Yazarın söz ettiği bedenin koku yayması, geğirmesi, gaz çıkarması, burnunu karıştırması ve korkunç bir sesle cinsellik yaşaması, sonra ağrılar, hastalıklar vb.
Montaigne sindirim organlarının tiksindirici olduğunu düşünen bir kadınla tanışmış. Cinsel arzuları yüzünden kendini hadım ettiren tanıdığı erkekler de varmış. Montaigne felsefesi insanın kendiyle barışık olması gerektiğini söylüyor. "Krallar ve filozoflar da sıçar, hatta kadınlar bile." diyor.
Gençken birine aşıktım. Bana dedi ki: "Bir kızı sıçarken düşünürüm, tiksinmiyorsam o kızla çıkarım." Benden tiksinmişti sanırım. İnsanlar tuhaf.
Montaigne diyor ki öldürme, hırsızlık, ihanet gibi sözcükleri korkmadan kullanıyor ama üreme organlarımızı fısıldıyoruz. İşte böylece onda alışılmadık bir kitap yazma fikri oluşmuş. Okuyucularına kendiyle ilgili her ayrıntıyı vermek, çıplak gerçeğiyle görünmek istemiş. Bugün biliyoruz ki cinsel ilişkiyi pis ve gürültülü buluyor, tuvalette sessizlik istiyor vb. Ona katılıyorum. Ve samimi anlatımıyla öncü olmuş.
En yüce kişiler bile sevişirse bilge olduklarını söylemek küstahlık mıdır diyor. Bilge kişi zeka ve kültürün çok az rol üstlendiğini bilmeli ve bedenini kabul etmeliydi ona göre.

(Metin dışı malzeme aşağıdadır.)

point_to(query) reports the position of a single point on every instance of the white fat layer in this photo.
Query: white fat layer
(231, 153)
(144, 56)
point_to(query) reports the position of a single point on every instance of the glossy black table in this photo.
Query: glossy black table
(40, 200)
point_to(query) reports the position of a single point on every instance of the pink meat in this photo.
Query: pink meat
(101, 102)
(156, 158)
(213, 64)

Sabah rüyamda genç erkekler güzellik yarışmasında jüri olduğumu gördüm. Gözlerine, kaşlarına, boylarına, poslarına bakıyordum neşeyle. Uyandım, ya dedim nuri cennetine gitmişim. İşte böyle. Cinselliğin erkeğin elinin kiri ataerkil düşüncesi hakim ülkemde sağlıklı bedenlere sahip olmak da zor. Anca rüyada.

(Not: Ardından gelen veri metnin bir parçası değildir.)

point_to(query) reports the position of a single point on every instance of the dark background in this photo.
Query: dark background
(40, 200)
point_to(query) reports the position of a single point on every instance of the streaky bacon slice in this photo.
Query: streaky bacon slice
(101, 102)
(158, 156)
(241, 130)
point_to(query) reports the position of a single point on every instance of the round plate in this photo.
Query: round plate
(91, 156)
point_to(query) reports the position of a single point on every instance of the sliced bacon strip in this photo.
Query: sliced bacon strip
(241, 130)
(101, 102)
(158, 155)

Bir Ukrayna şarkısı dinledim. "Hep yaz olsa, cennetteki azizler gibi giyinsek…" diyor. Kışın daha bir kirliyiz galiba. Uçuş uçuş temizlik arzuluyoruz. Kokmadan, kokuşmadan hep bahar kokusuyla yaşayalım inşallah. Şimdi imkanlar bol. Şükredelim. Sevgiler dostlarım.